ANGELA MARIA MORAES SALAZAR DECISÃO Cuida-se de Apelação Cível interposta por Banco Bradesco Financiamentos S/A em face da sentença de ID n.º 10440660, que, nos autos da ação declaratória de inexistência de débito c/c repetição de indébito c/c indenização por danos morais proposta por Raimundo Pereira da Silva, julgou parcialmente procedentes os pedidos autorais, nos seguintes termos: “Ante o exposto, e nos termos do art. 487, inciso I, do CPC/2015, julgo parcialmente procedentes os pedidos formulados na inicial para: 1. determinar o cancelamento do contrato impugnado nestes autos, caso ainda vigente, relativo ao empréstimo em questão, no prazo de 10 (dez) dias, sob pena de multa diária no valor de R$200,00 (duzentos reais), limitada ao montante de R$10.000,00 (dez mil reais); 2.

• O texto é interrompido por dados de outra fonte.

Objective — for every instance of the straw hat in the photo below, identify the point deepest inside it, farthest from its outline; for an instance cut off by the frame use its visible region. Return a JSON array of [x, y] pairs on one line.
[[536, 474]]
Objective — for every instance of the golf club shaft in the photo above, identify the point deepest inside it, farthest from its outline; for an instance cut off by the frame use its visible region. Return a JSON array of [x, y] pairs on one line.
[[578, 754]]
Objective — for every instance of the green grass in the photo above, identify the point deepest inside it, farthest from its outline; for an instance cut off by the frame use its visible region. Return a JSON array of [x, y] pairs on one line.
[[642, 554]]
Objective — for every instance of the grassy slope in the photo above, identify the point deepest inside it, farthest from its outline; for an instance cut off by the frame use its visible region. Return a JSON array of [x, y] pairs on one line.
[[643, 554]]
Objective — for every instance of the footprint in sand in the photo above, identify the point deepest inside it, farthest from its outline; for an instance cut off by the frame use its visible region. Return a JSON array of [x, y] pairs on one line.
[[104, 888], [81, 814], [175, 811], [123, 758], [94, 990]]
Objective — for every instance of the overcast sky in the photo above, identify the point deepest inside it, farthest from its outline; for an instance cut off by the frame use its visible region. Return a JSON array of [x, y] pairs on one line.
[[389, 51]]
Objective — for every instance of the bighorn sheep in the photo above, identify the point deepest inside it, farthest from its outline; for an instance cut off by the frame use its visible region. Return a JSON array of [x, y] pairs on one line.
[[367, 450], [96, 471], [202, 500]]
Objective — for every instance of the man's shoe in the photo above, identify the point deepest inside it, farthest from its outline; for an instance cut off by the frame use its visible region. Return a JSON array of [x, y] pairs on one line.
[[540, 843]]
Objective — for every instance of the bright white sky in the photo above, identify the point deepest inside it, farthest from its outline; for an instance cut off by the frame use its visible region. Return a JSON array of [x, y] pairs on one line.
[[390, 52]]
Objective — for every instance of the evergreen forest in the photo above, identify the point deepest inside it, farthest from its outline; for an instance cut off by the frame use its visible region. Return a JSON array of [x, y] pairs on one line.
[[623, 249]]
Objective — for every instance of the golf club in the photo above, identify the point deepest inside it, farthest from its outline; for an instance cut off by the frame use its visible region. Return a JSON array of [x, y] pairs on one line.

Condenar o réu ao pagamento em dobro das parcelas adimplidas pela parte demandante (art. 42, parágrafo único, do CDC), cujo valor deverá ser apresentado na fase de cumprimento de sentença acompanhado de prova documental atestando o quantitativo de parcelas pagas.
Sobre o dano material deverão incidir juros de mora a partir da citação e correção monetária a partir do efetivo prejuízo (pagamento das parcelas), ambos pelo INPC; 3.
Condenar o requerido ao pagamento da importância de R$3.000,00 (três mil) reais a título de danos morais, que deverá ser acrescida de juros moratórios a partir do evento danoso (Súmula 54 do STJ) e correção monetária a partir desta sentença (arbitramento – Súmula 362 do STJ), corrigidos pelo INPC.
Condeno o réu ao pagamento das custas e honorários advocatícios, fixando estes em 10% sobre o valor da condenação (art. 85, §2º, do CPC/2015).
Publique-se.
Registre-se.
Intimem-se.” Em suas razões recursais de ID n.º 10440664, o apelante sustenta, em síntese que: a apelada não comprovou fato constitutivo de seu direito; não houve prática de ato ilícito pelo Banco; ausência de abusividade da cobrança ou má-fé que justifique a devolução em dobro; inexistência de danos sofridos pela parte autora; e, quantum indenizatório desarrazoado e desproporcional.
Com isso, requer o provimento do recurso.
A apelada apresentou contrarrazões no Id nº 10440665, requerendo a manutenção da sentença.
O Ministério Público manifestou-se pelo conhecimento do recurso, deixando de opinar quanto ao mérito (ID n.º 11638089). É o breve relatório.
Decido Presentes os requisitos de admissibilidade, conheço do Apelo.
Inicialmente, vale registrar que a matéria em litígio foi discutida por este Tribunal no julgamento do Incidente de Resolução de Demandas Repetitivas - IRDR nº. 53.983/2016, razão pela qual o recurso comporta julgamento monocrático, com base no artigo 932, inciso IV, alínea “c”, do CPC.
Antes de passar ao exame da matéria de fundo, é importante ressaltar, também, que a jurisprudência do Colendo Superior Tribunal de Justiça - STJ “considera que não é necessário aguardar o trânsito em julgado de matéria firmada em IRDR para sua aplicação.
Precedente: AgInt nos EDcl no RMS 47.944/RO, Rel.
Min.
Francisco Falcão, DJe de 17.8.2018.” (REsp 1879554/SC, Rel.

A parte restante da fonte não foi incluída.